The quality daily backhanded its fellow Rupert Murdoch-owned newspaper, The Sun, by U-Turning on a headline that wrongly claimed 1 in 5 British Muslims sympathised with terror group Islamic State.
Editors at the paper admitted that the offending poll they reported on, which was used to back a front page story in The Sun on the previous day: "Did not distinguish between those who go to fight for IS and those who join other factions in Syria, and it did not ask about attitudes towards Isis itself."
"Our headline," they conceded, "...was misleading in failing to reflect this."
Press watchdog Ipso confirmed to HuffPost UK it had received several complaints regarding the Times piece, lodged under section one of the press regulator's code: Accuracy.
The original Sun story meanwhile, has prompted a record 2,600 complaints.
Thursday's corrections and clarifications column
The acknowledgement that Tuesday's Times headline was misleading is a blow to Sun executives, who came under fire in the aftermath of their original story's publication amid claims of falsely representing research results.
Pollsters Survation, who surveyed 1,000 British Muslims, disowned themselves from the original exclusive by saying they "do not support or endorse" the way their research was represented.
Monday's Sun's front page
"There is a distinction between the work we do and how clients chose to present this work," their chief executive, Damian Lyons Lowe, and director of research, Patrick Brione, added.
"Survation do not support or endorse the way in which this poll’s findings have been interpreted."
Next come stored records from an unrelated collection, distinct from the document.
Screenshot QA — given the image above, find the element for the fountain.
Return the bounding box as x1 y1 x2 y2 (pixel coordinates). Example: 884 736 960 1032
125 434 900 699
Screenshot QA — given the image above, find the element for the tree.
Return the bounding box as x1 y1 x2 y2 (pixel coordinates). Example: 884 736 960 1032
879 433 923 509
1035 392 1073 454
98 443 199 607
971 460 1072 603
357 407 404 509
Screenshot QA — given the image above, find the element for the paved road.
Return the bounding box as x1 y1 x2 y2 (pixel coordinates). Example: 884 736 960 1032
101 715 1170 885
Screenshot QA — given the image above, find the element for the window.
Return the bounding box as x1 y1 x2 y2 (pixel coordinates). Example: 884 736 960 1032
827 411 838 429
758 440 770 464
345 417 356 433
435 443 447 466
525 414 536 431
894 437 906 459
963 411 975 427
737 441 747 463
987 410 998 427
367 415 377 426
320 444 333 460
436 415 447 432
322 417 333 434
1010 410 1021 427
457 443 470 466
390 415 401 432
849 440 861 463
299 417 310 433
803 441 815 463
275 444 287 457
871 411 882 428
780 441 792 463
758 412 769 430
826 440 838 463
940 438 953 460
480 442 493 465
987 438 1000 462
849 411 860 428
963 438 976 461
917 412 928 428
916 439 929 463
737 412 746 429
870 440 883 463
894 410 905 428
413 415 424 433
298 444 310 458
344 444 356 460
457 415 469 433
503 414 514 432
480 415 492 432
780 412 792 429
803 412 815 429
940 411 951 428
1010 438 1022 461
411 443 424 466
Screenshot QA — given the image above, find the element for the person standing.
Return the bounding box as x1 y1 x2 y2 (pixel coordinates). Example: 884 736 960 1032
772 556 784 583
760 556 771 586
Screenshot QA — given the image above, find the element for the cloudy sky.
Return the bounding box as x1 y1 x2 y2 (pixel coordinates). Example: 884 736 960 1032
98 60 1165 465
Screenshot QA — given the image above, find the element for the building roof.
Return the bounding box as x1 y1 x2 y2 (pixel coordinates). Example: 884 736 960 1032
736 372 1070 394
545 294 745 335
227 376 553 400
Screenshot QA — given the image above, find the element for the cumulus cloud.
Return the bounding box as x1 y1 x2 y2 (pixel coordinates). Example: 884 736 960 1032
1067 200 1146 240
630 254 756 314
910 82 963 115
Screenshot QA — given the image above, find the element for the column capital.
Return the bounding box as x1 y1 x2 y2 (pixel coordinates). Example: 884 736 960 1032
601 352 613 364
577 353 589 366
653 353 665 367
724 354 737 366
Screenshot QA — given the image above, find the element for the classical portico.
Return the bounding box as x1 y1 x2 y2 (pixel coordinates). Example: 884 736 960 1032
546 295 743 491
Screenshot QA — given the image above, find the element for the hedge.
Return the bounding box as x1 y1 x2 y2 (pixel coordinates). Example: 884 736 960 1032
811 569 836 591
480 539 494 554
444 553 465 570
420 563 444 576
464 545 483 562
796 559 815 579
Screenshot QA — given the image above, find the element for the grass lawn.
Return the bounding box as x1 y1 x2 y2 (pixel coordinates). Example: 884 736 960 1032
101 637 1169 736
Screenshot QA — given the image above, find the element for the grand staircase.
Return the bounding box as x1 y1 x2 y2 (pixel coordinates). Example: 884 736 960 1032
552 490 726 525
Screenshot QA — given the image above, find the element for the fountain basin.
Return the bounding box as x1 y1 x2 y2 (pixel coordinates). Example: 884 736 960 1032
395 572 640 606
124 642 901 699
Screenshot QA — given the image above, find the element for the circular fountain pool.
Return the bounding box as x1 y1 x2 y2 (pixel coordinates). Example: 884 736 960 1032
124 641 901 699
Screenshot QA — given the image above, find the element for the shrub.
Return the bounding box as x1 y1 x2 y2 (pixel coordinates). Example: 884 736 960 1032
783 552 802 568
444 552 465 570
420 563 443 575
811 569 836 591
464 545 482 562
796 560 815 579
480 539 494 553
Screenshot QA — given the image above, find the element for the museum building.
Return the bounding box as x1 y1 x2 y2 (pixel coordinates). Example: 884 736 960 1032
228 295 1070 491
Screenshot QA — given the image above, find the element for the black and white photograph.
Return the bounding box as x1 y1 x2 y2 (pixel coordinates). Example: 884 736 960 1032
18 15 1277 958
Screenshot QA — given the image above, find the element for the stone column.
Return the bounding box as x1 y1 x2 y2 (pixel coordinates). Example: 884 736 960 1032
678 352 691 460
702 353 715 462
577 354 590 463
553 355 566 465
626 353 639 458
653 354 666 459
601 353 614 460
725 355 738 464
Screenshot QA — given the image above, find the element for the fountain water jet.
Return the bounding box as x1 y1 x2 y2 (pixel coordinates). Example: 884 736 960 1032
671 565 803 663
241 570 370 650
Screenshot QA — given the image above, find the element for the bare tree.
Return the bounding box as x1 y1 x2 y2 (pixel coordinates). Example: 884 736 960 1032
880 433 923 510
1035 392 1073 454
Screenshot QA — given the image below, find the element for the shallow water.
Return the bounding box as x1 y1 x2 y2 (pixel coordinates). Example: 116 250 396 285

It also emerged on Thursday that a group of 10 MPs had penned a stinging letter to Sun editor Tony Gallagher over his sanctioning of the story and its accompanying front page splash.
Shabana Mahmood, who represents Birmingham Ladywood, led the charge of Labour MPs demanding a meeting with the tabloid boss, criticising Monday's article as "flawed and misleading".
They called on Gallagher to face tough questioning over his decision to conflate sympathies with fighters in Syria with Isis extremists.
Mahmood and her co-signatories added they were "deeply worried" about the effects of his editorial decision, and feared such stories could provoke an increase in hate crimes against Muslims.